This article was published:

William Henry Browne (1800-1877), Church of England clergyman, was born at Mallow, County Cork, Ireland, the eldest son of Henry Browne, barrister of Ballinvoher. He was educated at Charleville school and at Trinity College, Dublin, (B.A., 1822). He first studied medicine but turned to theology. In 1824 he was ordained deacon, appointed curate of Whitechurch, and priested. In 1828 he obtained the degree of LL.D., and, under the sign manual of George IV, was appointed colonial chaplain on 27 February; he sailed from Cork in the Coronet and arrived in Hobart Town in October.

In November 1828 Browne was gazetted to St John's, Launceston, succeeding the first chaplain, Rev. John Youl, who died in 1827. The parish then extended from Campbell Town to George Town and from Longford to the east coast. Between the gaol, prisoners' barracks and house of correction he held more than six services weekly and travelled widely on pastoral work. After a fall from a horse, he had to take leave in 1838-39. Stalwart and independent in his Evangelical faith, he was fearless of man and unawed by authority. He early braved bushrangers and desperate criminals, and in 1849 joined issue with the powers of church and state by publishing a defence of Rev. John Ison who, he believed, had been unfairly dismissed from Norfolk Island. In 1834 Browne had published Jail Manual, a simple selection of prayers for use in prisons. In 1837 he refused his signature to his archdeacon's memorial disapproving the Church Act that offered state aid to other denominations, and in the 1830s he was aggressively suspicious of 'new' rituals and High Church tendencies. He earned the displeasure of Bishop Francis Nixon for signing the 'Solemn Declaration of the Association of members of the Church of England for maintaining in Van Diemen's Land the principles of the Protestant Reformation'. Undeterred, he led the six northern chaplains in a memorial to the bishop, criticizing the statement on 'baptismal regeneration' issued by the Australasian bishops at Sydney in 1850. His opposition lost him old friends and the ritualist storms did not clear until he went to England on furlough in 1853-55. By 1866 he had raised funds for repairs and alterations at St John's, and added a chancel.

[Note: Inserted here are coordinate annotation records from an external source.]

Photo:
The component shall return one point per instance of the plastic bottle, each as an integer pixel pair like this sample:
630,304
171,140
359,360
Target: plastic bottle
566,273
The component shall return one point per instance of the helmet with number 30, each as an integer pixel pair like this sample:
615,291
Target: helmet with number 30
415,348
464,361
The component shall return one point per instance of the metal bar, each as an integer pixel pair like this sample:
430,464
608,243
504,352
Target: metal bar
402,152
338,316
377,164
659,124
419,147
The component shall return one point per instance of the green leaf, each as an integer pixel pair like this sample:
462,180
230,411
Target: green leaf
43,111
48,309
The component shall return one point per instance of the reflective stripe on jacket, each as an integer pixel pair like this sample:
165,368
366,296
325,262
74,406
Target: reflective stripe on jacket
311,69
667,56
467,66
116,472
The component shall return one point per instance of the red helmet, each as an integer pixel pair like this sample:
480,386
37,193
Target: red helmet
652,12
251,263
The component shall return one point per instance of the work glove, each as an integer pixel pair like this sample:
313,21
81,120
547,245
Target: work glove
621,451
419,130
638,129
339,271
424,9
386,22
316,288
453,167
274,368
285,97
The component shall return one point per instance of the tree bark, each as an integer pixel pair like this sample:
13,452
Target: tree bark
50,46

Browne's community activities were also wide and independent. Keenly interested in education, he acquired a school soon after his arrival. It had to be relinquished when Archdeacon Thomas Scott disapproved, but in 1838 he helped to form a committee to establish the Launceston Church Grammar School. Sometime president of the Bible Society, he fostered friendly relations with ministers of other denominations, to the dismay of conservative colleagues. He also took a leading part in the anti-transportation campaign with Rev. John West. His chief public enthusiasm, however, was the encouragement of thrift. Prime mover in founding the Launceston Bank of Savings in 1835, he had long service on its managing committee. On return from England in 1855, he campaigned in public meetings and the press for the extension of secure savings bank facilities through post offices in country districts. His fervour led to indiscreet remarks that disturbed confidence in existing institutions. Browne fell out with some leading citizens but, being Irish, enjoyed the controversy.

Age and failing health induced Browne to retire in 1868 after forty years active service. In 1870 he was made archdeacon of Launceston and held the office for seven years. In retirement he prepared and published a selection of Sunday Services Adapted to the Use of Country Congregations (Sydney, 1876). He died at his home, Bifrons Court, Launceston, on 18 June 1877, and was buried with the simplicity he had long advocated for funerals.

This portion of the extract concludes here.